In People v. Ross, 275 Ill. 70, the statute authorizing a tax upon a favorable referendum for hard road purposes, provided “that the county clerk shall cause such levy to be extended on the tax books for the current year and for each succeeding year.” We held that under the terms of the particular act there was no authority to impose a tax to begin in the future, but that the act specifically provided it must begin with the current year. The statutes here under consideration make no such requirement. Obviously, that holding is not controlling in this case.

The objector argues that if a tax voted in one year may begin the next year it would be equally proper to sustain a tax voted to begin five, ten or fifty years after the year of the election. We are not to be understood as holding that a tax may be authorized by vote, or levied, to commence at any number of years in the future, but no authority is cited, and we know of none, which declares that a tax authorized and levied in any year after the passage of the annual tax levy, may not, in the absence of statutory provision to the contrary, validly begin the next succeeding year. It is conceivable that under the power to establish a sanitarium such a project might be under way but not completed in the then current year, so that a maintenance fund would, not be necessary until the following year. We know of no reason why such need may not be provided for a few weeks or a few months in advance of the time when the money will be actually needed. On the contrary, we have held that it is within the power, and it is the duty, of taxing authorities, to anticipate and provide for their needs in advance, but they have no power to accumulate funds to be used at some indefinite time for a purpose that has not been determined upon. Cleveland, Cincinnati, Chicago and St. Louis Railway Co. v. People, 208 Ill. 9; Mathews v. City of Chicago, 342 id. 120.

Section 2 of the act relating to tuberculosis sanitariums contemplates and provides that when the tax is authorized by a referendum, the county board shall thereafter, in the annual appropriation bill, make appropriations from that fund for the expenses of the sanitarium. Presumably the legislature knew that county annual appropriation bills are not passed in the last end of the fiscal year after the date of general elections. That being true, it was not contemplated that the tax must be appropriated for the year in which the election is held. The provision for the appropriation and that for the levy are alike in requiring that, after a favorable vote, the county board shall “thereafter” make the appropriation and the levy each year. The provision for such an appropriation was not contained in the statutes construed in any of the cases relied upon by the objector. There can be no logical reason for saying that the word “thereafter” has a different meaning as to time when applied to the levy than it has in connection with the appropriation: The authority to impose the tax, being expressly given without restricting the time when it is to begin, the statute, construed most strongly against the taxing authority and in favor of the tax-payer, is not invalid in providing for the tax to begin in the next succeeding fiscal year.

The judgment of the county court of Gallatin county is reversed and the cause is remanded to that court, with directions to sustain the objections to the taxes for blind pension and pauper relief.
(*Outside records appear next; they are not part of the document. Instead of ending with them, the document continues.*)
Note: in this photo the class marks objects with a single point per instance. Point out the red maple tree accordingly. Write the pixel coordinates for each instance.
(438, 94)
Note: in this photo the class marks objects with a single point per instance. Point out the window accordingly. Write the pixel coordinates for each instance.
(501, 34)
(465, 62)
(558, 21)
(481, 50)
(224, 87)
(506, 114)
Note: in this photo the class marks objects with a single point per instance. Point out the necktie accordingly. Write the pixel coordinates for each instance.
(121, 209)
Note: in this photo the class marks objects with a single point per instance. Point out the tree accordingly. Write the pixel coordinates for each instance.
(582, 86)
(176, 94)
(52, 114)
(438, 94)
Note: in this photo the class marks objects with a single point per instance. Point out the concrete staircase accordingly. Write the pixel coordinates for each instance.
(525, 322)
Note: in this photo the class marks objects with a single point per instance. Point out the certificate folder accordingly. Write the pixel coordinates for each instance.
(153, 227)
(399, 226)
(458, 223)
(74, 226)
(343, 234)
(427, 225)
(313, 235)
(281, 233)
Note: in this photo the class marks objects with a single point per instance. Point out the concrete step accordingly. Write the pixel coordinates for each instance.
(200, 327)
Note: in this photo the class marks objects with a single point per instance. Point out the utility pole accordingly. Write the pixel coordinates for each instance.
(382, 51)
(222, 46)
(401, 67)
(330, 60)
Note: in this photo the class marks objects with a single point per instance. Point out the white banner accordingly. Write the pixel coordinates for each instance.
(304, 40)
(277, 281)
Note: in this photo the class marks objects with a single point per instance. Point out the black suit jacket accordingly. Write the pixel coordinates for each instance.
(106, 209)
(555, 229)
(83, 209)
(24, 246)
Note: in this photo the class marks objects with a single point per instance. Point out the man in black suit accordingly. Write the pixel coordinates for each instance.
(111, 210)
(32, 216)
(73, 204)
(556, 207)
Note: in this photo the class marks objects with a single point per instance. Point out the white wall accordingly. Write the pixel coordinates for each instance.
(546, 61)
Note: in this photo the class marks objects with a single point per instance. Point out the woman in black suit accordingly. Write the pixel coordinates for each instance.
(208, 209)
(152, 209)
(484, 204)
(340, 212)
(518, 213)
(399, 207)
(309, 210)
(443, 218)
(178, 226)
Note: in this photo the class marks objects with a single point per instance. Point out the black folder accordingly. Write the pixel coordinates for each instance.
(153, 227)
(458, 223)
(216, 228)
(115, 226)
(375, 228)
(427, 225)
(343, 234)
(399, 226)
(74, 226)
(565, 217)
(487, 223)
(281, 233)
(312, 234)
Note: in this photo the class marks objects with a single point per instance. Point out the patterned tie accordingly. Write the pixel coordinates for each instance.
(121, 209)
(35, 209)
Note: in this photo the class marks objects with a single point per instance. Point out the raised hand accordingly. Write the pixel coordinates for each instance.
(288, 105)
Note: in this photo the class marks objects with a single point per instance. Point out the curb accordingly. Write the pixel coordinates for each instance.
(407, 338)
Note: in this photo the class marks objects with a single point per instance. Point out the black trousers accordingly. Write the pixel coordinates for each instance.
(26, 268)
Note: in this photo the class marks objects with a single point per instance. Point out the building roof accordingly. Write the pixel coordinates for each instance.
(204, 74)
The judgment of the county court of Shelby county is affirmed as to the tax for tuberculosis sanitarium, and is reversed as to the taxes for blind pension and pauper relief and the cause is remanded to that court with directions to enter a judgment in accordance with the views herein expressed.

Judgment in No. 23985 reversed, and cause remanded, ■with directions.

Judgment in No. 24049 affirmed in part, and reversed in part, and cause remanded, zvith directions.